Defects in physiologically driven actin signaling at hippocampal synapses in Fmr1-KO mice. Observed impairments and their hypothesized causes are represented in a summary diagram of events involved in the production of stable LTP. Three classes of postsynaptic receptors (-Rs) are engaged by theta bursts, two of which drive cytoskeletal modifications. Bound neurotransmitter receptors (glutamate-Rs) initiate events that promote the full activation of these two groups. The modifier-Rs stimulate RhoA, presumably via multiple GTPase-regulatory factors (GRFs), which then initiate a pathway that goes through multiple effectors to trigger actin filament assembly. The modifier-R for BDNF (i.e., TrkB) also facilitates Rac>PAK signaling, which drives unknown effectors to stabilize the newly formed filaments.

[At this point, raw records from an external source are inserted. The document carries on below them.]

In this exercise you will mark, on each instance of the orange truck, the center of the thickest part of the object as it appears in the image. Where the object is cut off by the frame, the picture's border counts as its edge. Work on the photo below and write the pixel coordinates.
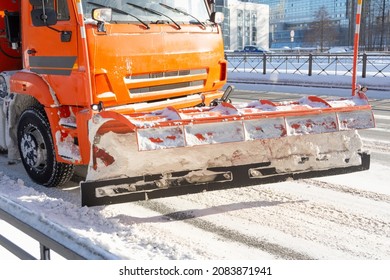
(132, 90)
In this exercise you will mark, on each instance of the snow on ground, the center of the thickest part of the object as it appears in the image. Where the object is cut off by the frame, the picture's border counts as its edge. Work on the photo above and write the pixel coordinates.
(340, 217)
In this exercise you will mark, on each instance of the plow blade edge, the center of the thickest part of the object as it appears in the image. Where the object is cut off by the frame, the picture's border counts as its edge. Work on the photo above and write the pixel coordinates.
(173, 152)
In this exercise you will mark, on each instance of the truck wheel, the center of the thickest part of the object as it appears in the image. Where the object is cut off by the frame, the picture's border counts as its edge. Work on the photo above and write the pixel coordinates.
(37, 150)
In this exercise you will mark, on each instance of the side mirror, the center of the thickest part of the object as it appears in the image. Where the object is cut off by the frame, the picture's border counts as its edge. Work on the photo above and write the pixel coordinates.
(217, 17)
(102, 15)
(36, 2)
(43, 17)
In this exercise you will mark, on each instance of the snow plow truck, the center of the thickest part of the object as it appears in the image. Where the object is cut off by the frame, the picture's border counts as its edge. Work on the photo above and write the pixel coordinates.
(133, 90)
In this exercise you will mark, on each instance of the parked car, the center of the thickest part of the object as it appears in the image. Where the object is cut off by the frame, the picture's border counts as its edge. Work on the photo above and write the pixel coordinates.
(255, 49)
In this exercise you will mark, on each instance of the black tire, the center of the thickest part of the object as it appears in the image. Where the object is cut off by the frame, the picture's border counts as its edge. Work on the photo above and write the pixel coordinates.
(37, 151)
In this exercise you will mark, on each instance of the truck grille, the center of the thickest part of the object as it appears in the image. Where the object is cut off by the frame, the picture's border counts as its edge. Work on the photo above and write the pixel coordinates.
(182, 80)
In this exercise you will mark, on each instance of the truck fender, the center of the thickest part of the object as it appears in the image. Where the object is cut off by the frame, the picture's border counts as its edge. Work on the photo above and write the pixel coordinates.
(32, 84)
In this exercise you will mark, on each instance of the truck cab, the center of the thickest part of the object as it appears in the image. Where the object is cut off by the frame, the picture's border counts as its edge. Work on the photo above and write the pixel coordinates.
(63, 61)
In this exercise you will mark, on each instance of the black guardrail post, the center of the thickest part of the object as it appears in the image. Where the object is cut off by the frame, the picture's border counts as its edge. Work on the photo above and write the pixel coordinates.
(310, 64)
(364, 65)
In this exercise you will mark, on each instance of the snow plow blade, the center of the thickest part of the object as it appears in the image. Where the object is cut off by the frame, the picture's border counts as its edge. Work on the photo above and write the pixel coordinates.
(174, 152)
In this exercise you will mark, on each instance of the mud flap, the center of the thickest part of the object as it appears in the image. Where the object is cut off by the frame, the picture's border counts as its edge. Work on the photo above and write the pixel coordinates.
(114, 191)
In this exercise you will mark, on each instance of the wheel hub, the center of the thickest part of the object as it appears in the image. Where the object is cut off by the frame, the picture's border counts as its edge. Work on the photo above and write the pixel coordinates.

Adhesion-Rs belonging to the β1 integrin family also drive the RhoA assembly cascade and are assumed from the literature to have potent effects on the Rac, stabilization pathway. Past studies showed that the RhoA-initiated sequence is intact in Fmr1-KO slices; the present findings indicate that physiological activation of Rac and PAK is impaired (slashed lines) in the mutants, and that this is accompanied by a loss of rapid stabilization of both newly formed actin filaments and LTP. Given the results for RhoA, cofilin, and actin polymerization, the defect is not likely to reside in the membrane receptors or their activation. The proposed alternatives are (1) a flaw in the steps leading from the receptors to Rac (dashed arrows) and/or (2) defects in Rac-specific GRFs engaged by the membrane Rs (black ovals). The schematic includes a group of intact Rac-specific GRFs that are not linked to the membrane Rs: these are suggested by the observation that baseline levels of activated Rac and PAK appear normal in Fmr1-KO slices. Finally, myosin IIb is included in the schematic because its regulatory kinase is a target of PAK; disruption of this linkage in the mutants could lead to impaired myosin motor responses to afferent activity, and thus to the abnormalities in PAK distribution described here.